Removing barriers for youth

Herald file photo

Social work students imploring the government to introduce consistent funding for in-school mental health counsellors

A group of First Nations University social work students are banding together to demand better access to mental health supports for the province’s youth.

The social workers began their project last term as a part of a school assignment. They put together photo campaigns in an effort to destigmatize mental illness. While doing research for the project, looking for gaps in services, they discovered that the contract between the Prince Albert Catholic School Division and Catholic Family Services had been ended due to school division budget cuts. Director of education Laurel Trumier told PANow the cuts were due to a tight budget, and the division was hoping future funding restorations would support the program. Three mental health counsellors in elementary schools were cut.

According to the group of social work students, called Fight.the.stigma., of the 200 or so open files Catholic Family Services had at the time the partnership ended, very few have continued to access fare.

“Having mental health counsellors in school was one way to reduce barriers and improve access to mental health care for children that has now been abolished,” Fight.the.stigma. wrote in their open letter, published to their Facebook page.

“Many children do not have access to mental health services outside of schools. … This is highlighted by the information provided by Catholic Family Services who assert that very few of the 200 children who were accessing counselling in the schools continued with counselling in the community, and of the few that did transfer … even fewer have been able to continue due to rides/parental problems.”
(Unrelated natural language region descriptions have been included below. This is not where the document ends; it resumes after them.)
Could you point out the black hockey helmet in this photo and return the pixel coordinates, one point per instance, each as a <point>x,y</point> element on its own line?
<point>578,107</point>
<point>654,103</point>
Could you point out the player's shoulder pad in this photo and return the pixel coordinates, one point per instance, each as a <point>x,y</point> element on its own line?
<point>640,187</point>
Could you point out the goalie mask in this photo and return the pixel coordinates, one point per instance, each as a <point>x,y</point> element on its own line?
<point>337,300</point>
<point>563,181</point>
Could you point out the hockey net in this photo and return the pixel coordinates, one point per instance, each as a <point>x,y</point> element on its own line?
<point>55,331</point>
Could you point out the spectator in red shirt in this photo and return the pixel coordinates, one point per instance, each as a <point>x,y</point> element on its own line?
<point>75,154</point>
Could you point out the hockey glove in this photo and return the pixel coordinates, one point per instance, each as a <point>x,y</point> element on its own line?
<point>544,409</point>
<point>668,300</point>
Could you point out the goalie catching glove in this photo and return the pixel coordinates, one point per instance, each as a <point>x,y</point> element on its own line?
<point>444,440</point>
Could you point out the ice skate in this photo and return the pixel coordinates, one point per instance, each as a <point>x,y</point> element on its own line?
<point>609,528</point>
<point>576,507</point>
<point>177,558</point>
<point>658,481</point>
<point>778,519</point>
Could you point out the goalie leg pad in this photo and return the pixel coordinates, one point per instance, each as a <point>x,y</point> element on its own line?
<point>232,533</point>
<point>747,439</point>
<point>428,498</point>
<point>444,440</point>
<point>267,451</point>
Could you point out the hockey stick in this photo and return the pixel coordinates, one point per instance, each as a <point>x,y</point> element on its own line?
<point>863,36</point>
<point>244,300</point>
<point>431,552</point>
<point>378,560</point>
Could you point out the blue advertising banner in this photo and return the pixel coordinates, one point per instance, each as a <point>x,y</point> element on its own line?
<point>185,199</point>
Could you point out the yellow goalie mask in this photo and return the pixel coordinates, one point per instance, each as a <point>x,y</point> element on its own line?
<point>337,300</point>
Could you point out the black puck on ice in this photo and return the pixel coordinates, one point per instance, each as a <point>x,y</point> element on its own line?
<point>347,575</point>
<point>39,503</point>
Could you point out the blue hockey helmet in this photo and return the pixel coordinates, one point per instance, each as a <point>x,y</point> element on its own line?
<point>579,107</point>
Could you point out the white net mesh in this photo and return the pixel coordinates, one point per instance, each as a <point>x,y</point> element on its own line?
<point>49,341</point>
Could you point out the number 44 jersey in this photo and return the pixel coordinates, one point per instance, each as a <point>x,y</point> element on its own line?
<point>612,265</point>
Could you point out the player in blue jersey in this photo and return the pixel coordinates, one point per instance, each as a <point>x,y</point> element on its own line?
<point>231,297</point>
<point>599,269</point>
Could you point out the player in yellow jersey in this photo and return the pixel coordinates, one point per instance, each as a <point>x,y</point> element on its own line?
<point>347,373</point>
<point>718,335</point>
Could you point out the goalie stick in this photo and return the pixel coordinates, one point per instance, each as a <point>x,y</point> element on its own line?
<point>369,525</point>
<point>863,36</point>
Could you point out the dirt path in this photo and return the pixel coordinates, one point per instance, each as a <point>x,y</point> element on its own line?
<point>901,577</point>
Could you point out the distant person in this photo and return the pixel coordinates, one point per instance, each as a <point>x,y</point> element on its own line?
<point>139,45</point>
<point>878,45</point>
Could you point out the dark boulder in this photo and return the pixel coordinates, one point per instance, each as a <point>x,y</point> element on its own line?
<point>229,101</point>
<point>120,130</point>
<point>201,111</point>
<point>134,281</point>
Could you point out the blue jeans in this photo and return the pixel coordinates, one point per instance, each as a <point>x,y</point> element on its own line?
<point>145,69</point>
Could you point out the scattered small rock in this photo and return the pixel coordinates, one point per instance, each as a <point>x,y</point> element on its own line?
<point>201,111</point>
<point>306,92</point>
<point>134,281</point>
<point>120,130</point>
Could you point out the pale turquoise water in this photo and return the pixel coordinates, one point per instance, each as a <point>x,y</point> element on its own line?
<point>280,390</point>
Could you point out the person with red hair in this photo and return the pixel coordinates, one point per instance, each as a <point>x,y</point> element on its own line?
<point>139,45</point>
One of the students in the group, Al Grigori, said the lack of services available to Prince Albert youth and other youth across the province is deeply concerning.

“Are youth are so often disregarded. They’re not part of the ruling, class and not part of the decision makers. They’re not getting jobs year, they’re not the ones voting and they’re not the taxpayers, so they’re kind of pushed to the wayside,” Grigori said.
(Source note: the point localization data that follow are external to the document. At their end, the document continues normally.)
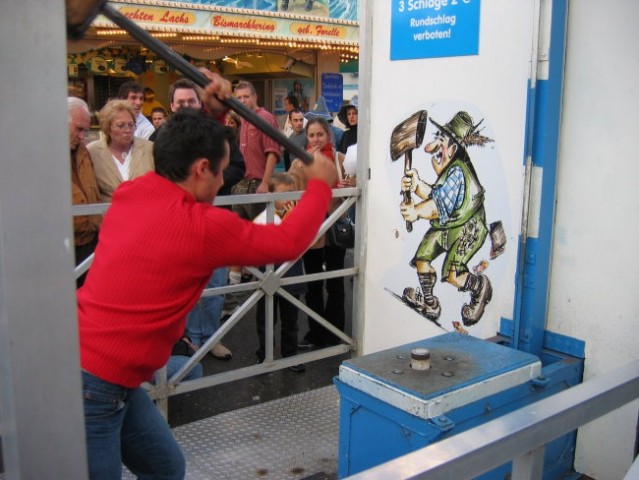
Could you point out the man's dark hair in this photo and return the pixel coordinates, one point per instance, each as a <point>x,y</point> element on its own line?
<point>183,83</point>
<point>185,137</point>
<point>295,110</point>
<point>128,87</point>
<point>293,100</point>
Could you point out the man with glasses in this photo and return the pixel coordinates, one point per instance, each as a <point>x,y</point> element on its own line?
<point>159,243</point>
<point>84,187</point>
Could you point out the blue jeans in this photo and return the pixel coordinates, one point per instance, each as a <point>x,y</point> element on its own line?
<point>204,320</point>
<point>123,426</point>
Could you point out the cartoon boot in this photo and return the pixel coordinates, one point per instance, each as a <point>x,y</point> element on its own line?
<point>424,302</point>
<point>481,292</point>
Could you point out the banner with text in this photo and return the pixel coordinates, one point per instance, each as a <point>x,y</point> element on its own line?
<point>434,28</point>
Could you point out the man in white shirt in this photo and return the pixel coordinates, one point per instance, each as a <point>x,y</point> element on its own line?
<point>291,103</point>
<point>133,92</point>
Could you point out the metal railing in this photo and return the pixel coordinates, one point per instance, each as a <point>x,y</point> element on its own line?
<point>519,436</point>
<point>273,281</point>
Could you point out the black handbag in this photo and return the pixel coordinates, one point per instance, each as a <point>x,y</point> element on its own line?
<point>341,234</point>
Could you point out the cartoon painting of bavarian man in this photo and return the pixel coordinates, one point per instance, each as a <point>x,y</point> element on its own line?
<point>454,204</point>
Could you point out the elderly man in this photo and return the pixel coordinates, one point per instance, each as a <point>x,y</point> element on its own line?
<point>159,243</point>
<point>84,187</point>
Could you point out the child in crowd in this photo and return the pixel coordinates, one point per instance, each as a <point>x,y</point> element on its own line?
<point>282,182</point>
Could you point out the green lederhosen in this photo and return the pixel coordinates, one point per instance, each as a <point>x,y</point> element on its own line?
<point>466,231</point>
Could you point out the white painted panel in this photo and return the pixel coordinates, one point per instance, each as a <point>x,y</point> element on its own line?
<point>595,280</point>
<point>492,86</point>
“Everyone who has worked on this project, we’re all mothers or grandmothers to children in the school system directly impacted by this change in the availability of services.”

The group has been working with Prince Albert Northcote MLA and former social worker Nicole Rancourt. Rancourt has helped the group gain the information they need, and has helped them put a petition together to call on the province to provide stable funding exclusively for in-school mental health supports separate from the lump sum funding. The petition also calls for all decision makers to take part in mental health awareness training.

“I keep in touch with the social workers at First Nations University because of my own background as a social worker,” Rancourt said. “But also, the subject was a particular interest because of my background in mental health.”

According to Grigori, there have been some encouraging signs in the most recent budget that the government is taking mental health seriously. The Facebook post referenced the inclusion of a pilot program based on Alberta’s Mental Health Capacity Building in Schools Initiative. The budget also included funding for new child and adolescent specialist positions in the health care system, the implementation of a targeted doctor training program to improve capacity to assess and treat child and youth mental health conditions, funds to fire about 40 full-time equiavlents to develop multi-disciplinary community recovery teams to provide support to those with complex and persistent mental illness, expansion o suicide prevention efforts, expansion of addiction services for Prince Albert, an increase in access to mental health first id courses, patient record tracking tools and an expansion of online mental health services province-wide.

While the Fight.the.Stigma group applauds those changes, it still doesn’t address the barriers faced by students who have difficulty accessing those services outside of school.

“When you look at community we have so many issues that are plaguing our youth. We have really high addictions rates of high crime rates violence within our community and a lot of that can be linked to a lack of resources,” Grigory said.

“I do think it’s great were going to increase access to community mental health resources, but a problem for youth is they can’t just go to their appointments and so they rely on a lot of other people to get them to appointments. When you have the counsellors in the schools, it eliminates so many barriers for those children” Grigori said.

According to the group’s Facebook post, those barriers include “a lack of awareness from the parents, parents not having the ability to take children to appointments, or parents who are too ill dealing with their own mental illness/substance misuse to provide their children with mental health services.”

Rancourt agreed with Grigori’s assessment.

“We have families regularly contacting us saying they’re having a hard time getting services for their kids,” she said.

“I think it’s important that both (the health and education systems receive funding) because when people want to access services, they need to have opportunities to access them where they feel more comfortable.”